As an ex-smoker I often count time in terms of not smoking rather than forgetting all about my unwholesome habit. Thus, I sympathized. But only briefly. I was about to add that it was a good way to kill yourself, but so was jumping off
The Victoria Express
. I decided to change the subject.

“What did you think of Victoria?” I asked in my most casual manner.

“I told you. It’s a tourist trap.” Leo drummed his fingers on the table. “At least the sun came out.”

“Big deal.” I was having a hell of a time being polite to Leo Walsh. “You Californians would rather have a riot than rain. And how about those brush fires and earthquakes and that smog, Mr. Walsh?”

“You’ve got earthquakes up here, too,” he grumbled, then stared at me. It was the first eye contact since we’d been out on deck. “How do you know my name? Or where I’m from?”

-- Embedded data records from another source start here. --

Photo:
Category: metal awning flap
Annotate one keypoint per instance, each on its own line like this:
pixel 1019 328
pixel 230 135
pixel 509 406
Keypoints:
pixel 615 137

“I lifted your wallet. In the library.” I gave a little shrug. “I’m not a local, either. I didn’t know who you were. It was a dirty job, but somebody had to do it.” Now I was the one who lowered my gaze.

For the first time Leo Walsh laughed. It was actually a surly sound, but not entirely unpleasant. “Okay, so who are you?”

I told him my name, adding that I was a visitor from the other side of Puget Sound. Leo didn’t need to hear my life story. “My car broke down. What about you?”

“Hunh. My car broke down, too.” Leo looked bemused. “In fact, it just plain died. It’s got over a hundred and thirty thousand miles on it. I’ve got a lot more on me.”

“Don’t we all,” I remarked lightly. “So how are you going to get back home?”

Leo gave me a sour look. “What home?” He gripped the table with both hands. “Hey, are you trying to pick me up or save me from my evil self?”

I let my eyes roam about the galley. “Oh, I just go around finding people with sad stories to tell and let them slobber all over me.” Abruptly, I leaned forward and zeroed in on Leo. “What’s yours?”